When the new plant engineer came onboard a couple of years ago, she changed electrical testing firms. You're in a meeting where she's not present and the plant manager is complaining.
"The old firm was in and out on the same day, and this one takes two full days. What especially disturbs me is their report. It shows all these cables needing replacement. The old firm never did that. I think these new guys don't know what they're doing, because it takes them twice as long, and their results aren’t as good."
What might be going on? What should the plant engineer do?
By bringing this up without the plant engineer present, your plant manager undermines his own team. But the plant engineer also erred by not keeping the plant manager informed as to why these differences exist. Because the plant manager is her boss, she should do a mea culpa and promise to improve communication. That will help her prevent political problems with this boss.

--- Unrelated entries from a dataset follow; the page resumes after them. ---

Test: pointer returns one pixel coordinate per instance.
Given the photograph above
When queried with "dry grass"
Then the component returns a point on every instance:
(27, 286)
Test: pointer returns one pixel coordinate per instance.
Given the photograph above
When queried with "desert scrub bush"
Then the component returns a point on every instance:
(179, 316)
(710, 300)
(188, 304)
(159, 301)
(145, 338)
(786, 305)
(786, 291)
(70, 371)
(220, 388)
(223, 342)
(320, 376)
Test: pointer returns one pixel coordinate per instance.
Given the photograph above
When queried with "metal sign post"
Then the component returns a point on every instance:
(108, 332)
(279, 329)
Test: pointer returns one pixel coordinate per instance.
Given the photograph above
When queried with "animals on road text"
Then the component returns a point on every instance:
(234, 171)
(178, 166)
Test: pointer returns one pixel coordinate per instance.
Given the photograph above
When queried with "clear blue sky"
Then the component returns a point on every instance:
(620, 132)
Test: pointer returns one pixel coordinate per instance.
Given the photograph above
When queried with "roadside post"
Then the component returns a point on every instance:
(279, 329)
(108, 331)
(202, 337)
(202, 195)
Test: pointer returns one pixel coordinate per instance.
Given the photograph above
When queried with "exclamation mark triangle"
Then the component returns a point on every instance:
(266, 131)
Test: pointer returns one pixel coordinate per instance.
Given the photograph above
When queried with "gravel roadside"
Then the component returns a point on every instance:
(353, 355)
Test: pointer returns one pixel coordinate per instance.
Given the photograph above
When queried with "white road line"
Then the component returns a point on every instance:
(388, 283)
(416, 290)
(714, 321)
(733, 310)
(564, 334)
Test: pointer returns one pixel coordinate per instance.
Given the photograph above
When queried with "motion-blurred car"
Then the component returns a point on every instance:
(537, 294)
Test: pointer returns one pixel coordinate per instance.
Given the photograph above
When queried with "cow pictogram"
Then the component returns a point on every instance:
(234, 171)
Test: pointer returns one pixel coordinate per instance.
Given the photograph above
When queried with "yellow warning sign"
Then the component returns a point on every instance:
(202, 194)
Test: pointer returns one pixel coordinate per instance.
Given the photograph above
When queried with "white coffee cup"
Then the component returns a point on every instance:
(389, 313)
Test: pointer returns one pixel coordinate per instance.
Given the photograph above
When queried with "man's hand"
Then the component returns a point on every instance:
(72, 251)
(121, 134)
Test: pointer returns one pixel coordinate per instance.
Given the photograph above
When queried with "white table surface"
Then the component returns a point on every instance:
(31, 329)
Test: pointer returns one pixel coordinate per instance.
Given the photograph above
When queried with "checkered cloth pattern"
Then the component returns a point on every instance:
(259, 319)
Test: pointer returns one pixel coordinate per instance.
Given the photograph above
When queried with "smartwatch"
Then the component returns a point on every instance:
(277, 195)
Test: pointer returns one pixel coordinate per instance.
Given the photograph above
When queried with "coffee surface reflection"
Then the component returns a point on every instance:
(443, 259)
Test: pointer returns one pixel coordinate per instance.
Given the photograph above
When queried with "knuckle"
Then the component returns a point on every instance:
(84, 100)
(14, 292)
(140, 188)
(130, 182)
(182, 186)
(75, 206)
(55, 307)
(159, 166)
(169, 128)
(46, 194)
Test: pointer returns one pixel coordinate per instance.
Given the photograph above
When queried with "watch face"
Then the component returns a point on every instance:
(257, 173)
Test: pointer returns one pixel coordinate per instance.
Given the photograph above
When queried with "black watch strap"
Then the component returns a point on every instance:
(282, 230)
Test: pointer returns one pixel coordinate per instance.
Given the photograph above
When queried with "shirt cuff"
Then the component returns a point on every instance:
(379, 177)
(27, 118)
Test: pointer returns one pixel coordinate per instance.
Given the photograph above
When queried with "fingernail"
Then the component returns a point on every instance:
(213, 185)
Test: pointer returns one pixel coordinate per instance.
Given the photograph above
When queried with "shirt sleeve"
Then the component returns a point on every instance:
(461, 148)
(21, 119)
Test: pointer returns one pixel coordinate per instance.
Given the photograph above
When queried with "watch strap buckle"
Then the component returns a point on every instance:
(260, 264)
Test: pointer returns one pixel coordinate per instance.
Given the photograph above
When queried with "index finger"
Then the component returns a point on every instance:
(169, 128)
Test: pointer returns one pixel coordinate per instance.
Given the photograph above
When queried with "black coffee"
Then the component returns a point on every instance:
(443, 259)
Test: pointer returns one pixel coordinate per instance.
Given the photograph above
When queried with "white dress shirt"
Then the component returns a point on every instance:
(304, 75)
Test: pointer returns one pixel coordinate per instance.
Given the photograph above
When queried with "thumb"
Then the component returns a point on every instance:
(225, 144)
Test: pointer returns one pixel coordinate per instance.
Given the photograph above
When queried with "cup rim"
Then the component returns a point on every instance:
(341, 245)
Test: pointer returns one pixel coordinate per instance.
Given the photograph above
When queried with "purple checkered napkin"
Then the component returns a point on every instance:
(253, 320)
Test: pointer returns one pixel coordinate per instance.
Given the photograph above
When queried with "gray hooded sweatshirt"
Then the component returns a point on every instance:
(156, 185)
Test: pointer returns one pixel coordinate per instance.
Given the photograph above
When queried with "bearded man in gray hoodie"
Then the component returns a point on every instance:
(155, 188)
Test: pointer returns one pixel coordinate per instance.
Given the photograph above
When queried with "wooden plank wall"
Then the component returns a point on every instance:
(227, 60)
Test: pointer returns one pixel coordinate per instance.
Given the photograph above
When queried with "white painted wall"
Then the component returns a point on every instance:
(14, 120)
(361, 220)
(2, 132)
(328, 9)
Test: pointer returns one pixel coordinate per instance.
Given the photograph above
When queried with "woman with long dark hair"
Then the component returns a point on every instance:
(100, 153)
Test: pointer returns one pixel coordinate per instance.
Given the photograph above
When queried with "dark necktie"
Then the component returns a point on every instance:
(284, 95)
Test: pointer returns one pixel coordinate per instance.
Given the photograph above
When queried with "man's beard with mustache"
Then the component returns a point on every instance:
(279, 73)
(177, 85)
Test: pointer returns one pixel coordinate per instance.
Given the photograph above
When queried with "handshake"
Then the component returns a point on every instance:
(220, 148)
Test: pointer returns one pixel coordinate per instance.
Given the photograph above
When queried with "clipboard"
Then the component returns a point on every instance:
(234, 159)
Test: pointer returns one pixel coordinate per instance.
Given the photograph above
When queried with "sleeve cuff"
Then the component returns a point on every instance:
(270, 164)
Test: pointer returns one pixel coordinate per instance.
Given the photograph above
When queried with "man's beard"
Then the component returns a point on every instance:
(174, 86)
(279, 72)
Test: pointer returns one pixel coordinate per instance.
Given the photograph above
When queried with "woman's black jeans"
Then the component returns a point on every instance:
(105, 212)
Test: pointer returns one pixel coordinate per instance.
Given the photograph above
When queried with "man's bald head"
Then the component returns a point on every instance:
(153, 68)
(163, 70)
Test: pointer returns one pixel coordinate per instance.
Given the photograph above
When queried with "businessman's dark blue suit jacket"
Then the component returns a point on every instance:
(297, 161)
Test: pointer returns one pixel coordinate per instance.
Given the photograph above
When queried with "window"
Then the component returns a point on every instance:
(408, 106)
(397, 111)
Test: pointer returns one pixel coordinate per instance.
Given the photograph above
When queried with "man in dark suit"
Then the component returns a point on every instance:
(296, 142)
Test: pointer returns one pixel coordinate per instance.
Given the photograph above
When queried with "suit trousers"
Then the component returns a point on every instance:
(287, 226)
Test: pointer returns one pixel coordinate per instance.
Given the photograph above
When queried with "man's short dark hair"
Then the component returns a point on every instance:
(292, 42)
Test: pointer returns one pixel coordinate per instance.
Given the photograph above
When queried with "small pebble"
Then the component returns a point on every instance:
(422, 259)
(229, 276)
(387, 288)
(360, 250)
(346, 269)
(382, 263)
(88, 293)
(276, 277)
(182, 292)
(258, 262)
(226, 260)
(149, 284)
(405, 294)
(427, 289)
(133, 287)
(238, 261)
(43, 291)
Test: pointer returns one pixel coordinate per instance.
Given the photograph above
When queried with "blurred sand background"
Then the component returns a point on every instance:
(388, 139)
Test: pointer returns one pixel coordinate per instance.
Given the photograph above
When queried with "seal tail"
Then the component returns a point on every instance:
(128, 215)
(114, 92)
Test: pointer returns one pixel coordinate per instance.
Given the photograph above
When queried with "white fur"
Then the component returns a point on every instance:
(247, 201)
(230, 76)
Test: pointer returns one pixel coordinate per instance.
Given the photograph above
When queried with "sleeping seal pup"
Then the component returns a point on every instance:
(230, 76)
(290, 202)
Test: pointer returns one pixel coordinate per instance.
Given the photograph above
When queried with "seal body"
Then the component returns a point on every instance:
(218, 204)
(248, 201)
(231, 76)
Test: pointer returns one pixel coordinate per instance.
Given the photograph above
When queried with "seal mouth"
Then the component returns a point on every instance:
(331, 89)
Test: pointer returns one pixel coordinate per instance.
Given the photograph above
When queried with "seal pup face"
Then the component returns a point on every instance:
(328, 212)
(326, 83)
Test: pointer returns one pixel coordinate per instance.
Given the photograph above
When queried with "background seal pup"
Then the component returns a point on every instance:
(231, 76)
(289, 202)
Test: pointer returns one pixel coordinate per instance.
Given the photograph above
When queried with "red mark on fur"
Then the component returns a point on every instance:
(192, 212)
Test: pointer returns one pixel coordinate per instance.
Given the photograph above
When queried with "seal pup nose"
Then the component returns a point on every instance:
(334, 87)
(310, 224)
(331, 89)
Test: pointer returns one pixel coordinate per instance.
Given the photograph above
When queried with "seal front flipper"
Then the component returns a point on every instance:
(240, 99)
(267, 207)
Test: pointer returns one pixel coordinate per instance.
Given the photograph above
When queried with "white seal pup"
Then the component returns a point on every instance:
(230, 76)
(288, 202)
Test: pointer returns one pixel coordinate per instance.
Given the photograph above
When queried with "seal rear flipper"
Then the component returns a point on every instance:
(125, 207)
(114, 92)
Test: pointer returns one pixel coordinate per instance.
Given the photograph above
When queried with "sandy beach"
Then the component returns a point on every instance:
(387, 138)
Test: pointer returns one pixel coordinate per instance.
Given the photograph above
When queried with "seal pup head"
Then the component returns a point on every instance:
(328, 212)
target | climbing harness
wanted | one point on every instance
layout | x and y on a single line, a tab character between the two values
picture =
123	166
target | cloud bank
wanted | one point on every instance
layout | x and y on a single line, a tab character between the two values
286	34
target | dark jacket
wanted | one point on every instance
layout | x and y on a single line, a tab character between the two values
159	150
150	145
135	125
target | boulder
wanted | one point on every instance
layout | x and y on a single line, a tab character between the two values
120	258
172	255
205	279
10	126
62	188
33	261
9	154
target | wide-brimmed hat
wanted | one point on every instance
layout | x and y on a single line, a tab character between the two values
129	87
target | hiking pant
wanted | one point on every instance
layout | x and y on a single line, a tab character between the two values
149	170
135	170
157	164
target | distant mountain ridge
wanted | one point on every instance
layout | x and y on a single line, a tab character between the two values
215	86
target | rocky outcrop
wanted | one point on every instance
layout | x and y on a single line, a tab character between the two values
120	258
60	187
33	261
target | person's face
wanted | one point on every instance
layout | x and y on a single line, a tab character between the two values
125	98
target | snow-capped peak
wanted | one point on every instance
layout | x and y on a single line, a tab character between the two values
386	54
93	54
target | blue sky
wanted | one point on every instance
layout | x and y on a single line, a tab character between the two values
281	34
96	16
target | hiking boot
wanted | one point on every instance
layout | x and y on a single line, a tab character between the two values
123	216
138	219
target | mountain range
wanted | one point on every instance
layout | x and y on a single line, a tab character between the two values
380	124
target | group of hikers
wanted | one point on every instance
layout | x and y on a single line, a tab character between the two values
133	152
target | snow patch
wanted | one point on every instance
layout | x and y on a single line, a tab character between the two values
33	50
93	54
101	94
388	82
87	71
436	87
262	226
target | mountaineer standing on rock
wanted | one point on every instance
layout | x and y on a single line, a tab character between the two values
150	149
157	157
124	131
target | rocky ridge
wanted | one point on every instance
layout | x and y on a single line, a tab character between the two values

As for the test differences, is this "apples to oranges?" Did the two firms have different testing programs or the same? Most likely, the new testing firm is performing more rigorous testing and thus finding previously hidden problems. Possibly, much of the failure rate delta is coincidental. That is, since hiring the new firm a transient event or other power anomaly did widespread cable damage and this is showing up in the test results.
The plant engineer should prepare an analysis plan for determining the cause(s) of these failures and discuss that with the plant manager — after, of course, discussing with the testing firm.